TPF opted for an AI-Hybrid Production model. Unlike standard Virtual Production setups that rely heavily on complex 3D Unreal Engine environments, TPF developed a streamlined approach focused on high-volume asset generation and photographic integration. With a specialised team of artists, TPF began the process long before the cameras rolled. Using BODE’s mood boards as a stylistic reference and generated thousands of iterations of futuristic retail spaces. This wasn't just about creating "cool backgrounds“, it was about curating a specific architectural language that fit the brand. From those iterations, TPF narrowed the selection down to the best 100 for technical testing, eventually selecting 27 unique environments for the final film.

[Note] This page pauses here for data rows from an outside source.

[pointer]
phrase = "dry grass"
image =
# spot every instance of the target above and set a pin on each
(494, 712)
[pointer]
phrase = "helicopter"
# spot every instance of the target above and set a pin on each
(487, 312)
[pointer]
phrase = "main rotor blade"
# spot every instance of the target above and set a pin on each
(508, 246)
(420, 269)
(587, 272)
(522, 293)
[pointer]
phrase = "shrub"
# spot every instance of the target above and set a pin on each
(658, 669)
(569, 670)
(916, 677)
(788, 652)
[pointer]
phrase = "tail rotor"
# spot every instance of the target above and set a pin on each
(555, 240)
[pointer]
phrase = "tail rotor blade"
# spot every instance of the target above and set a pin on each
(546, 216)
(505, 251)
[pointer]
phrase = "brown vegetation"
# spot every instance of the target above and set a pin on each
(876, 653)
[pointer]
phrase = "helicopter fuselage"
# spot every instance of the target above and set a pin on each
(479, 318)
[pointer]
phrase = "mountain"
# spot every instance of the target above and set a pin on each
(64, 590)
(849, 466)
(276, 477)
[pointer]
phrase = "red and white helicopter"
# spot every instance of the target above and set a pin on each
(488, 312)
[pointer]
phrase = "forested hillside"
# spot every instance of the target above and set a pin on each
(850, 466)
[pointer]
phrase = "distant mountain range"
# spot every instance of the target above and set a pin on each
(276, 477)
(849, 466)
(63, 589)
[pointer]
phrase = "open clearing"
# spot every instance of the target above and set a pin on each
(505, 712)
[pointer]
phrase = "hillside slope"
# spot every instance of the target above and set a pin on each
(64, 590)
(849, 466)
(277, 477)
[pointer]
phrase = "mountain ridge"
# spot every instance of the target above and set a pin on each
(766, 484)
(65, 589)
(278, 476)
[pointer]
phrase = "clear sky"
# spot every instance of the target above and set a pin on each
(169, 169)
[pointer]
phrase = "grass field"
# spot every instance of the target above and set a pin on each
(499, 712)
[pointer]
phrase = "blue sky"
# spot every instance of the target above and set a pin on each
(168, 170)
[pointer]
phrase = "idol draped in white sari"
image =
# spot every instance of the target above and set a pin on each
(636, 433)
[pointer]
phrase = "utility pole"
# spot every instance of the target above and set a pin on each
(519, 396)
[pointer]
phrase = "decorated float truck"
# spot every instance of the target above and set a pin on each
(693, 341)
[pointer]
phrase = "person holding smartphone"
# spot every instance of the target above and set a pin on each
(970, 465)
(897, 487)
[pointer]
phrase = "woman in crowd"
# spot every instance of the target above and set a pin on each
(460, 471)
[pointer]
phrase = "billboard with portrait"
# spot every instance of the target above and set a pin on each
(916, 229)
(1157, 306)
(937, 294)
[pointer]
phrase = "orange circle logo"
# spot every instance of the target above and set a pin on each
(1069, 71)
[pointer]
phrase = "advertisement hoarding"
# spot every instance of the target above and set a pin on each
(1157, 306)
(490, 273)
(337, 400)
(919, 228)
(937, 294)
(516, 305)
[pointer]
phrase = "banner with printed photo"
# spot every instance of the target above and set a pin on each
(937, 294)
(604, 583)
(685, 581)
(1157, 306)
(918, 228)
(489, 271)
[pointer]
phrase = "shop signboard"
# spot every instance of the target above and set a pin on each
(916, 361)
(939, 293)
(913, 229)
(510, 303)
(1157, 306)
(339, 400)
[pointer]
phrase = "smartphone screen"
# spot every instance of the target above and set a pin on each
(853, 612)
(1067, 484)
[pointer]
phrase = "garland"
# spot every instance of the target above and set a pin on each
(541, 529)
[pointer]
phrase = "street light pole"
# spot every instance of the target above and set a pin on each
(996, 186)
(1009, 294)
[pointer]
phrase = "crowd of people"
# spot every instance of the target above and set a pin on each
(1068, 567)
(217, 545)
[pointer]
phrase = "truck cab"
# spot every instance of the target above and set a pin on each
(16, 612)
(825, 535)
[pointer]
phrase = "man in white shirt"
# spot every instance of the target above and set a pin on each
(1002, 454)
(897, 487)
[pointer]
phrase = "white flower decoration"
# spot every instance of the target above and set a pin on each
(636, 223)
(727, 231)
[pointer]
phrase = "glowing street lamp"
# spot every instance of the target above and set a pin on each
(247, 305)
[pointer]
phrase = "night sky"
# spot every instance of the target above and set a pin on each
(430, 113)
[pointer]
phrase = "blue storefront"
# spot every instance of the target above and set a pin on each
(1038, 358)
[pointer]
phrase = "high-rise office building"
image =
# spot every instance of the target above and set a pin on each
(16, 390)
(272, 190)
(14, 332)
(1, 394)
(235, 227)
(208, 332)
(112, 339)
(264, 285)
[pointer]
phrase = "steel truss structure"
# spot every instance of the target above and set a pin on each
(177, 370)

Immersion Through Light, Not Just Pixels

The core of this production’s success lay in the integration of the digital assets with the physical set. TPF mapped the AI-generated environments onto a large scale LED volume. However, simply projecting an image is not enough to sell the illusion. The LED wall served as the primary light source, casting complex, realistic reflections onto the products, shelves and the faces of the protagonists. Combined with an AI-modified ceiling panel, TPF ensured that the digital world physically interacted with the real world. Director BODE and DoP Timothy Sedgewick utilised this setup to maintain a high level of agility. Changes to the background didn't require a big construction crew or complex changes in the 3D environment, they required a few clicks and a different prompt. This allowed the direction to focus entirely on the performance of the cast grounding the futuristic visuals in genuine human emotion.


A Calculated Trade-Of

In the spirit of transparency, it is important to address the technical nuance of this approach. This was not a 3D-tracked environment with real-time parallax. Working with 2.5D generative assets on an LED wall comes with physical limitations. Without camera tracking, the perspective of the background remains static relative to the camera movement. For a slow-paced drama requiring long, sweeping tracking shots, this method would reach its limits. However, for the Black November campaign, this limitation was a calculated creative choice. The aesthetic of a rap video, characterised by fast cuts, dynamic gimbal movements, and shallow depth of field, meant that the lack of deep parallax was imperceptible. The focus remained on the energy and the talent. TPF deliberately chose efficiency and variety over 3D perfection. This decision allowed TPF to deliver a production value that looked exponentially more valuable than the budget and schedule should have allowed.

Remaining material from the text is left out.